According to Gadamer, history does not belong to us, but we belong to it. Long before we understand ourselves through the process of self-examination, we must understand how we function in the family, society and the state in which we live. This clearly shows how Gadamer appealed to Hegel to free the study of history from the fetters of methodology. He relied on Heidegger to side-step Hegel's conviction that absolute knowledge is possible. Hermeneutics, thanks to Gadamer, has become today an international philosophical koin that warns us against self-produced metaphysical illusions, and counters the insistence that full knowledge and understanding of our past can be attained.
Gadamer's profound ontological revolution consisted in "overcoming objective metaphysics" through interpretation and language: things are what they truly are only within the realms of "interpretation" and "language". It is not an accident that Gadamer's most famous dictum, "Being that can be understood is language," was meant primarily to underscore a crucial limitation. We communicate meaningfully with ourselves and others only insofar as we find words to describe that which we are attempting to make understandable. And moreover, we require not "propositions" but "conversations". Gadamer was probably the most "undogmatic thinker" of this century because he considered that the experience of a genuine "conversation" reminded us of a truth in which the unspoken part of what is said presents no hindrance, but rather a condition of truth. "What the tool of method does not achieve must-and really can-be achieved by a discipline of questioning and inquiring, a discipline that guarantees truth."

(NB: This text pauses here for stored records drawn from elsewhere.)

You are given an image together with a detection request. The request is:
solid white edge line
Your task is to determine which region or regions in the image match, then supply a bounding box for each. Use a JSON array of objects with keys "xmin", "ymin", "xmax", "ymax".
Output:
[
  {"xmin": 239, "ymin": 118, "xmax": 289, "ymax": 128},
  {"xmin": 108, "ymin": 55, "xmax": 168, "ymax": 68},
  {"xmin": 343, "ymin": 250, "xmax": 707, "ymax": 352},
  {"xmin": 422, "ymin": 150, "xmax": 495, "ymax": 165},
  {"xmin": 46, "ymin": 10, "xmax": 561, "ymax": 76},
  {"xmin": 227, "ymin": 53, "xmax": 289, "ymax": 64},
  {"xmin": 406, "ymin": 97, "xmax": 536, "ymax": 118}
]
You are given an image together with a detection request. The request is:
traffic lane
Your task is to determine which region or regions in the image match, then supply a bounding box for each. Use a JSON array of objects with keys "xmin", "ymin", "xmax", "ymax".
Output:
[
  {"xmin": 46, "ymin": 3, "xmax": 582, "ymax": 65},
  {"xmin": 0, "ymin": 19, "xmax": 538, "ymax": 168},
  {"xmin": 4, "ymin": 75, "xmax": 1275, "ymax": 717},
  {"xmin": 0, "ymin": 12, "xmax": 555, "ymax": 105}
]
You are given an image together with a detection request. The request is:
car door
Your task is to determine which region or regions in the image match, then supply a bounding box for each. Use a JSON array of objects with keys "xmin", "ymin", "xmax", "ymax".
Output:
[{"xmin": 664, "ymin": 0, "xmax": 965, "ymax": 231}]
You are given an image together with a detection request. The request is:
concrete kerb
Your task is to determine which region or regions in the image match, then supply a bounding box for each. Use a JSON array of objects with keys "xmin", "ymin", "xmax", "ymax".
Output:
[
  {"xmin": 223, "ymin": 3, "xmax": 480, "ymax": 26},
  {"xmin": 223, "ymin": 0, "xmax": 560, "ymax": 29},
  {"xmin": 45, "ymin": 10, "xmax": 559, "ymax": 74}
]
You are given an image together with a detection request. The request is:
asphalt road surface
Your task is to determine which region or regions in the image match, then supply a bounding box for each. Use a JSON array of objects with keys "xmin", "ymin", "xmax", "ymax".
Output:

The two final chapters of Grondin's biography mostly deal with the many debates and encounters Gadamer had with personalities such as T. Adorno, and M. Horkheimer. When Pope John Paul II met Gadamer at the Castelgandolfo meetings of 1983, he said publicly "that the Providence had accorded him the honor of giving Professor Gadamer his hand." Although Gadamer was not religious, he presented himself as a Protestant and had no problem admitting that his own conception of self-understanding had a distinctly "pietistic undertone." Piety reminded Gadamer that it is not possible for us to know' ourselves; self-understanding is a never-ending process-an activity that must be taken up again and again, a duty always still to be performed. This was also his position with regard to the terrorist attack on the Twin towers of New York a month before his death. He made the simple comment, "Es ist mir recht unheimlich geworden" ("the world has become quite strange to me"). Gadamer had devoted his entire life to showing how we are beings who must try to understand ourselves through dialogue and conversations, and how the hermeneutical experience, the endless process of searching for insight, teaches that there can never be an absolute ground for any side to decide it has a monopoly on what is right. The event of 9/11 was an instance of humanity's utter failure to reach understanding.
Grondin's biography should not only be read as a biography of Hans-Georg Gadamer, but also as an introduction to "conversational philosophy", hermeneutics, the philosophy that focuses on today's most vital enterprise: "the self-understanding of humankind."